2002 was certainly an interesting year in IT. Security finally became a reoccurring theme, WorldCom imploded, .Net started to take off, Microsoft won another court battle, a whole lot of corporate buying went on (think IBM/PwC and HP/Compaq) and the IT economy struggled like never before.
To help make sense of the past 12 months, we at ComputerWorld Canada decided to take a stab at choosing the top 10 stories for the year, presented here in no particular order.
1. IBM buys PwC
In a move to beef up its already substantial consulting services, IBM Corp. agreed to buy PwC Consulting for US$3.5 billion. The move will bolster IBM Global Services, which is already the industry’s leading IT services provider, with about 150,000 employees worldwide.
“The rich get richer,” is how Stephen Lane, research director of IT services with the Aberdeen Group in Boston, referred to the deal.
2. HP-Compaq merger: canada style
Compaq Computer Corp. and Hewlett-Packard Co. wasted little time in creating a new corporate structure and product roadmap for the Canadian marketplace. Paul Tsaparis continued as president and CEO of HP Canada, the new creation. But the company kept mum about how many jobs would be lost in Canada.
And the only ones who have gotten rich on the deal so far? The dozens of lawyers who fought for and against the merger.
3. Outsourcing Lots and lots of Canadian outsourcing deals. Canadian Imperial Bank of
Commerce handed over control of its IT infrastructure to Hewlett-Packard Canada in a deal valued at over $2 billion. Hydro One Networks announced an agreement with Cap Gemini Ernst & Young Canada to create Inergi LP to manage and operate its business and technology services over the next 10 years, in a deal worth an estimated $1 billion. Scotiabank signed a deal with IBM Canada Ltd. worth $900 million over seven years.
4. Web hosting nightmare
With Web host Exodus Communications’ bankruptcy and closure of some locations, and the disclosure of WorldCom’s US$3.85 billion accounting blunder, it is hardly surprising companies were a little gun shy when choosing a Web hosting solution. Supriyo Sen, CTO of Tucows, came up with a new calculation. He placed a value of around 15 per cent of any Web hosting deal for peace of mind that the company won’t go under.
5. .Net vs. java
Arguing the virtues of .Net over J2EE or vice versa is as productive as arguing the virtues of Coke over Pepsi – both are here to stay, both offer similar benefits and features, and neither is a clear winner over the other. This was the conclusion arrived at by participants at a roundtable discussion at the BorCon conference in Anaheim, Calif.
6. Security’s uphill battle
At the Comdex 2002 show in Toronto an entire track was devoted to security and biometrics. Though the talks were well attended, two common refrains were heard; “we just don’t have the money” and “management needs to be more on board.” And Bruce Schneier, CTO of Counterpane’s take? “We saw a huge spike in interest after 9/11. Security was the flavour of the moment for a few months, but not any more.”
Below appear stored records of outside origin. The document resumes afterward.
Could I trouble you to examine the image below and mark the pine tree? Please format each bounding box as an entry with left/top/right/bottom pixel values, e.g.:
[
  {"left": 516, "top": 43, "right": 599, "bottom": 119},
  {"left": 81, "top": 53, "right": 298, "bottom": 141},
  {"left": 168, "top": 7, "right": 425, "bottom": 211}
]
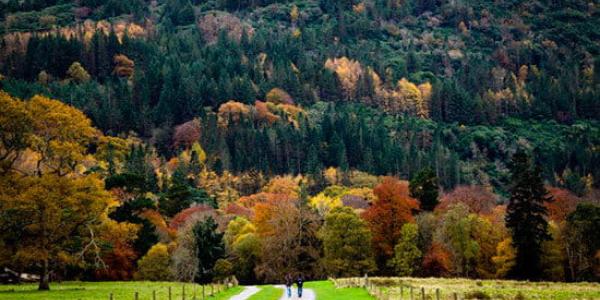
[
  {"left": 193, "top": 217, "right": 225, "bottom": 283},
  {"left": 506, "top": 151, "right": 551, "bottom": 280},
  {"left": 409, "top": 168, "right": 439, "bottom": 211}
]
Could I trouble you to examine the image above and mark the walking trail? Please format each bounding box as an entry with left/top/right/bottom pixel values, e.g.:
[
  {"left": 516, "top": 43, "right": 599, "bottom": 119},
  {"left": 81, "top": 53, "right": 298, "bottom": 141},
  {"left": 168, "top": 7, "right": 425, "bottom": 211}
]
[
  {"left": 275, "top": 285, "right": 317, "bottom": 300},
  {"left": 229, "top": 285, "right": 260, "bottom": 300}
]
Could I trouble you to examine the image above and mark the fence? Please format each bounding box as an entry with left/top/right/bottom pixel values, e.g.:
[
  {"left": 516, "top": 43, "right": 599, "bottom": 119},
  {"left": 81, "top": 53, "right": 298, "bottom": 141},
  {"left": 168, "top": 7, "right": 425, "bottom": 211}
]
[
  {"left": 331, "top": 277, "right": 464, "bottom": 300},
  {"left": 108, "top": 282, "right": 237, "bottom": 300}
]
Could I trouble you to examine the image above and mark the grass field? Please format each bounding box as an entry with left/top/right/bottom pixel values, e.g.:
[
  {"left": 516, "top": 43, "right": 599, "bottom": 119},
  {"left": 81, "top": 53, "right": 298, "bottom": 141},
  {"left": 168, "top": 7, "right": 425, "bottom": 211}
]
[
  {"left": 337, "top": 277, "right": 600, "bottom": 300},
  {"left": 248, "top": 285, "right": 283, "bottom": 300},
  {"left": 304, "top": 281, "right": 374, "bottom": 300},
  {"left": 0, "top": 281, "right": 242, "bottom": 300}
]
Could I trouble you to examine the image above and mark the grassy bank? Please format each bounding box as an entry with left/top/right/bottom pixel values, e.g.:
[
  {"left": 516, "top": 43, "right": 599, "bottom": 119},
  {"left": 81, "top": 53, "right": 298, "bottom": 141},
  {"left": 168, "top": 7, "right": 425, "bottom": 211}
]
[{"left": 0, "top": 281, "right": 242, "bottom": 300}]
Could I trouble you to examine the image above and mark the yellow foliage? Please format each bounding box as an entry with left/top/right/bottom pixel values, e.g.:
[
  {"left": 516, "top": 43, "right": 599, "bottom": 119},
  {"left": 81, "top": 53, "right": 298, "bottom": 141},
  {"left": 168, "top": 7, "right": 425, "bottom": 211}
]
[
  {"left": 217, "top": 100, "right": 250, "bottom": 126},
  {"left": 492, "top": 238, "right": 517, "bottom": 278},
  {"left": 262, "top": 175, "right": 301, "bottom": 198},
  {"left": 309, "top": 193, "right": 342, "bottom": 216},
  {"left": 290, "top": 4, "right": 300, "bottom": 23},
  {"left": 325, "top": 56, "right": 363, "bottom": 99}
]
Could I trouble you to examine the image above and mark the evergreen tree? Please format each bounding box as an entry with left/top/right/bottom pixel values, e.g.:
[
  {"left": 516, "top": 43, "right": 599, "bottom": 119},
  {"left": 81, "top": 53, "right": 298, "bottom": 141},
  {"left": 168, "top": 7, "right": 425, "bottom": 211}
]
[
  {"left": 192, "top": 217, "right": 225, "bottom": 284},
  {"left": 506, "top": 150, "right": 550, "bottom": 280},
  {"left": 409, "top": 168, "right": 440, "bottom": 211}
]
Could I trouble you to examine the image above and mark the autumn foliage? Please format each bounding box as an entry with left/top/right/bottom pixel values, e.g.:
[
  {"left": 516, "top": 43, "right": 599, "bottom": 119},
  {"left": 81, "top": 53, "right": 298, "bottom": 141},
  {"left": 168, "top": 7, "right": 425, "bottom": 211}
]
[{"left": 363, "top": 177, "right": 419, "bottom": 263}]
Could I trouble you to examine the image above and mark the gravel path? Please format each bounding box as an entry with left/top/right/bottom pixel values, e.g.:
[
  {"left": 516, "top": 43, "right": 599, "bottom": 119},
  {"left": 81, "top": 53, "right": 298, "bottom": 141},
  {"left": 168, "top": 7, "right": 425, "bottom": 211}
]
[
  {"left": 229, "top": 285, "right": 260, "bottom": 300},
  {"left": 276, "top": 285, "right": 317, "bottom": 300}
]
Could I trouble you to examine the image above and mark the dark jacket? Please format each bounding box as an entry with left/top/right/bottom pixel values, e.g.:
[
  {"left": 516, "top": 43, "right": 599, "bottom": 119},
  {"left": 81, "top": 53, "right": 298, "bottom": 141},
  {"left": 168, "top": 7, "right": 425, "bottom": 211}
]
[{"left": 296, "top": 275, "right": 304, "bottom": 287}]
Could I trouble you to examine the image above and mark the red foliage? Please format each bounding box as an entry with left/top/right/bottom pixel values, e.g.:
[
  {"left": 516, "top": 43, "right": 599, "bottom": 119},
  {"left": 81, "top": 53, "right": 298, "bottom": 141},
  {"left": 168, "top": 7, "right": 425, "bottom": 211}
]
[
  {"left": 363, "top": 177, "right": 419, "bottom": 260},
  {"left": 254, "top": 100, "right": 279, "bottom": 124},
  {"left": 173, "top": 119, "right": 201, "bottom": 148},
  {"left": 545, "top": 187, "right": 580, "bottom": 222},
  {"left": 169, "top": 204, "right": 216, "bottom": 230},
  {"left": 436, "top": 185, "right": 496, "bottom": 215},
  {"left": 238, "top": 192, "right": 292, "bottom": 208},
  {"left": 94, "top": 242, "right": 137, "bottom": 280},
  {"left": 423, "top": 242, "right": 451, "bottom": 277},
  {"left": 225, "top": 203, "right": 252, "bottom": 219}
]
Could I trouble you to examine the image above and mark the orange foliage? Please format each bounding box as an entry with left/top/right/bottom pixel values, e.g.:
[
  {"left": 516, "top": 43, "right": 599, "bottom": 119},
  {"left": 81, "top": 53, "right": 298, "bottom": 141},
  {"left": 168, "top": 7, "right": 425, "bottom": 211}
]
[
  {"left": 218, "top": 100, "right": 250, "bottom": 125},
  {"left": 252, "top": 197, "right": 295, "bottom": 237},
  {"left": 169, "top": 204, "right": 216, "bottom": 230},
  {"left": 224, "top": 203, "right": 252, "bottom": 219},
  {"left": 545, "top": 187, "right": 580, "bottom": 222},
  {"left": 140, "top": 209, "right": 177, "bottom": 241},
  {"left": 363, "top": 177, "right": 419, "bottom": 258},
  {"left": 113, "top": 54, "right": 135, "bottom": 77},
  {"left": 435, "top": 185, "right": 496, "bottom": 215},
  {"left": 173, "top": 119, "right": 201, "bottom": 148},
  {"left": 263, "top": 176, "right": 300, "bottom": 198},
  {"left": 423, "top": 242, "right": 451, "bottom": 277},
  {"left": 198, "top": 11, "right": 254, "bottom": 44},
  {"left": 266, "top": 88, "right": 294, "bottom": 104},
  {"left": 254, "top": 100, "right": 279, "bottom": 124}
]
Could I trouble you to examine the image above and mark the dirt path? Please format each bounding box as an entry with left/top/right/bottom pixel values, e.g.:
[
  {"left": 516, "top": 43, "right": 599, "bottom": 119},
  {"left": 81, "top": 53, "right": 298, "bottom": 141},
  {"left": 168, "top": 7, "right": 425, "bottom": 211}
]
[{"left": 229, "top": 285, "right": 260, "bottom": 300}]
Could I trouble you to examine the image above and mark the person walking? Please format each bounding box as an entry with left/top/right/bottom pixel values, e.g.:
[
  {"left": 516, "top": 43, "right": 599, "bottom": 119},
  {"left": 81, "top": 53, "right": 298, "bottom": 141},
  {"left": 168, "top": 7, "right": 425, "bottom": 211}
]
[
  {"left": 296, "top": 273, "right": 304, "bottom": 298},
  {"left": 285, "top": 273, "right": 294, "bottom": 298}
]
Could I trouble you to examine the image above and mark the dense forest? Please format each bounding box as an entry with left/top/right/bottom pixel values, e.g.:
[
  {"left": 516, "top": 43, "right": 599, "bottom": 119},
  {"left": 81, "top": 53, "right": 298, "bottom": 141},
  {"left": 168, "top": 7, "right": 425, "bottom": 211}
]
[{"left": 0, "top": 0, "right": 600, "bottom": 288}]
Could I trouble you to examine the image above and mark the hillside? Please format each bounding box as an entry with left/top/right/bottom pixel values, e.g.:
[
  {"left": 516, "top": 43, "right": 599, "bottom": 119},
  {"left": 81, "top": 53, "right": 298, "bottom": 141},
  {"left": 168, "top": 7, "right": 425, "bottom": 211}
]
[{"left": 0, "top": 0, "right": 600, "bottom": 292}]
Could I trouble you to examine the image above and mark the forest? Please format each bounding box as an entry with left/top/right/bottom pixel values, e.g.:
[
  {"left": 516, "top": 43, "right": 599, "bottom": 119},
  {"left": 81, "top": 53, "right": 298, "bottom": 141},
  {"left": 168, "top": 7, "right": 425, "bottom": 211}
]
[{"left": 0, "top": 0, "right": 600, "bottom": 289}]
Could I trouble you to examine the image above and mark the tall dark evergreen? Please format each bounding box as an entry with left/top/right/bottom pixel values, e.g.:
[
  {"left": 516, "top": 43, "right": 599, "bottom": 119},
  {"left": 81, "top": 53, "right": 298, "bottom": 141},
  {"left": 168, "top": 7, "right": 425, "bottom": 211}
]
[
  {"left": 409, "top": 168, "right": 440, "bottom": 211},
  {"left": 506, "top": 150, "right": 551, "bottom": 280},
  {"left": 192, "top": 217, "right": 225, "bottom": 284}
]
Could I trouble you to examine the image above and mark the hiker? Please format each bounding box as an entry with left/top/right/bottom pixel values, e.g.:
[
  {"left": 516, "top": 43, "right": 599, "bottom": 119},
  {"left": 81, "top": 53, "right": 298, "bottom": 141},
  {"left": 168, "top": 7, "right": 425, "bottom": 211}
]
[
  {"left": 285, "top": 273, "right": 294, "bottom": 298},
  {"left": 296, "top": 273, "right": 304, "bottom": 298}
]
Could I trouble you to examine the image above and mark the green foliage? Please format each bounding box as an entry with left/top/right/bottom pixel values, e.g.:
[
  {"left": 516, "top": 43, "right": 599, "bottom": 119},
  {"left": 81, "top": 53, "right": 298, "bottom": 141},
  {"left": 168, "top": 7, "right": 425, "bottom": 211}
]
[
  {"left": 192, "top": 217, "right": 225, "bottom": 283},
  {"left": 136, "top": 243, "right": 173, "bottom": 281},
  {"left": 319, "top": 207, "right": 375, "bottom": 277},
  {"left": 409, "top": 168, "right": 439, "bottom": 211},
  {"left": 506, "top": 151, "right": 551, "bottom": 280}
]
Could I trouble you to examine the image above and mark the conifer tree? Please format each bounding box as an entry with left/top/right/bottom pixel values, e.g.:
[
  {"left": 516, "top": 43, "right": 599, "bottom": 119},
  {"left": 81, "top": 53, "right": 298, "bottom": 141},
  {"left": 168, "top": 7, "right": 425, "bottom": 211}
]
[{"left": 506, "top": 151, "right": 551, "bottom": 280}]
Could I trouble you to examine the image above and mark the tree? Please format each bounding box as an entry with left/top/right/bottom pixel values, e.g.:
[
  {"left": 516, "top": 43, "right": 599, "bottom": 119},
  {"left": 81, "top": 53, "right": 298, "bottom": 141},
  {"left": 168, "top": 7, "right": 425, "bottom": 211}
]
[
  {"left": 506, "top": 151, "right": 551, "bottom": 280},
  {"left": 113, "top": 54, "right": 135, "bottom": 78},
  {"left": 192, "top": 217, "right": 225, "bottom": 284},
  {"left": 67, "top": 61, "right": 91, "bottom": 83},
  {"left": 390, "top": 223, "right": 422, "bottom": 276},
  {"left": 435, "top": 185, "right": 496, "bottom": 215},
  {"left": 0, "top": 95, "right": 124, "bottom": 290},
  {"left": 492, "top": 237, "right": 517, "bottom": 278},
  {"left": 363, "top": 177, "right": 419, "bottom": 270},
  {"left": 135, "top": 243, "right": 173, "bottom": 281},
  {"left": 0, "top": 91, "right": 33, "bottom": 174},
  {"left": 224, "top": 217, "right": 261, "bottom": 282},
  {"left": 253, "top": 197, "right": 320, "bottom": 281},
  {"left": 436, "top": 204, "right": 480, "bottom": 277},
  {"left": 564, "top": 204, "right": 600, "bottom": 281},
  {"left": 319, "top": 207, "right": 375, "bottom": 277},
  {"left": 0, "top": 174, "right": 114, "bottom": 290},
  {"left": 409, "top": 168, "right": 440, "bottom": 211}
]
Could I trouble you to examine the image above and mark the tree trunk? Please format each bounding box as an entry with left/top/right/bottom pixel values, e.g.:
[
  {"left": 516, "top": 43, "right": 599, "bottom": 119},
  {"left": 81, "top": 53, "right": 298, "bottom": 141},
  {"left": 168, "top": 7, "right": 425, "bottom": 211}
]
[{"left": 38, "top": 259, "right": 50, "bottom": 291}]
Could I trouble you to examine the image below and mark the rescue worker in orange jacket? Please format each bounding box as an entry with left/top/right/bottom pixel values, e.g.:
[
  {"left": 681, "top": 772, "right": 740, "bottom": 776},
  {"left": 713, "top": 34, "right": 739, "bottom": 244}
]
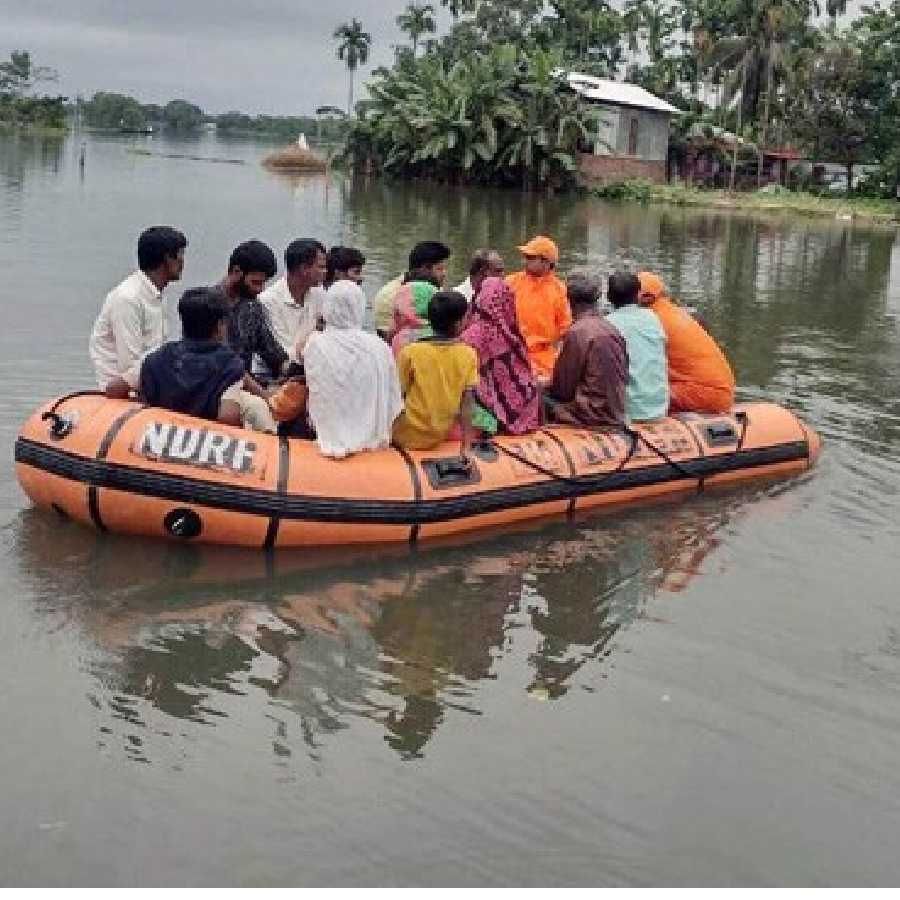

7. 10,000 unfilled jobs in Ontario
Nothing, and we mean nothing, generated even half the reader e-mail that this story did. Many of you, shall we say, took issue with the story. It reported that in 2002, companies in Ontario would be looking to fill 38,000 IT jobs – 9,900 more than the available pool of workers, according to the Information Technology Association of Canada, analyst firm IDC Canada, and Aon Consulting.
8. THE IT economy, OR LACK THEREOF
2002 was a tough year for all the sectors of the economy, and with farther to fall, IT may have felt it worse than most. Trade shows, traditionally a nice perk for overworked IT grunts, showed low levels of attendance. Maybe it had something to do with all the Cheap Trick and Aerosmith concerts. Microsoft changed its licensing program, viewed by many as a cash grab. SAP chief Hasso Plattner agreed to put its flagship software R/3 on a diet, removing as much as 50 per cent of the unused functionality. And Nortel announced it would cut 7,000 jobs. Yes, tough times for all.
A so-so year for the folks in Redmond, Wash. A recent court decision approved most provisions of a deal between the software giant, the U.S. Department of Justice and nine of the states that sued the software maker. The industry was also encouraged that Bill Gates decided to make security a priority. Users were somewhat less encouraged when Microsoft tweaked its enterprise licensing scheme, which some said would ultimately force them to pay more. And XP, launched at the end of 2001, felt the brunt of a slow IT growth and never gained the install base many envisioned.
With new PDAs from Dell, Palm, ViewSonic and Hewlett-Packard all hitting the shelves within weeks of each other, it would seem that there’s a handheld revolution on the horizon. Microsoft, along with several hardware and software vendors, finally launched the pen-based Tablet PC in early November. And Motorola announced partnerships designed to prime the pump for Java applications on mobile phones.